Alfredo L. Fort, Doris Mwarey, Patrick M. Mbindyo, Ann Yang


Background: Human resources for health (HRH) contribute to health system strengthening, universal health coverage, and improved health outcomes. Faith-based organizations (FBOs) play an important HRH role. An intervention was undertaken to improve HRH policies and management with a focus on the human element for wider impact on institutional and workforce capacity. 

Methods: Using purposive sampling of health workers in Kenya’s five regions, the evaluation included semi-structured interviews, workplace observations, and in-depth interviews. We examined perceptions of workplace status, situations, and processes before and after the intervention to assess changes over time. 

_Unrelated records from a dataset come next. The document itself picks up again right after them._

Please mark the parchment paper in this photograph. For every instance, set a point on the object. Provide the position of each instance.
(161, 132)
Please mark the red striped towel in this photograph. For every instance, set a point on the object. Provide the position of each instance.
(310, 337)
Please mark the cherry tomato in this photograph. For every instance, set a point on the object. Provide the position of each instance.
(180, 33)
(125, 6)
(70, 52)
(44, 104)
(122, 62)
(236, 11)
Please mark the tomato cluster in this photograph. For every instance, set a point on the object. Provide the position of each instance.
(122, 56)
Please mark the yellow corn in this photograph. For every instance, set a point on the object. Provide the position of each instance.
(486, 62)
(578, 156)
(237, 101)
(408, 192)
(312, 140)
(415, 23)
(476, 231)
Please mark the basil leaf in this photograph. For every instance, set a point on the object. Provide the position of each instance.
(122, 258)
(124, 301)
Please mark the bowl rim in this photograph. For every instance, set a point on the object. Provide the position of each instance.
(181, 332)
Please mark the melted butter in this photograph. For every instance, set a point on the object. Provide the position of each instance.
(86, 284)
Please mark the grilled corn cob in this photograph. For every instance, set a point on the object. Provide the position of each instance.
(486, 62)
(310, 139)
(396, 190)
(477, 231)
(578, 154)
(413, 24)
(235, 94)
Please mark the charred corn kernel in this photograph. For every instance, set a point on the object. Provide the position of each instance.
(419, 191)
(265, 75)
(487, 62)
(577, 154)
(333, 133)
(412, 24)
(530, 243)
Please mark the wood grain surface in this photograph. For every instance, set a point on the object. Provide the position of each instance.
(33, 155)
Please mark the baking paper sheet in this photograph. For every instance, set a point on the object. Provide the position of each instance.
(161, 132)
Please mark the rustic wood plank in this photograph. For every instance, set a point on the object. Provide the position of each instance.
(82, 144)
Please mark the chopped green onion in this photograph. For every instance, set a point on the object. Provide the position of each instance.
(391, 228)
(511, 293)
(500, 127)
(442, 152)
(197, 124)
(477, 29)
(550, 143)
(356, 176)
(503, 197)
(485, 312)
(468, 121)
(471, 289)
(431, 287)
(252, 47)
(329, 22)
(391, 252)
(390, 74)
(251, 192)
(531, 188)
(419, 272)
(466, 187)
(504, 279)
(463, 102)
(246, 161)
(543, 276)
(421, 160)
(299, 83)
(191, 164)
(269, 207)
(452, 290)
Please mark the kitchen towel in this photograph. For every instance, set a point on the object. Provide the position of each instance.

Results: HRH managers perceived large improvements in their offices, recruitment, promotion, availability of job descriptions and manuals, and appropriate payment of salaries. Perception scores started as low as 3.5 and reached as high as 9.4, with average differences ranging from 2.8 to 5.4 points. Health workers confirmed these changes as manifested by improvements in the proportion acknowledging increases in incentives and safety regulations (27% to 63.6% and 66.7%, respectively) between the time periods. Clients also perceived progress, such as more courteous workers (from 80% to 96%). 

Conclusions: CHAK’s adoption and dissemination of standard HRH policies and procedures improved its institutional capacity, HRH culture, and management practices. The positive long-term effects of such changes on the workforce and service delivery require confirmation through further research.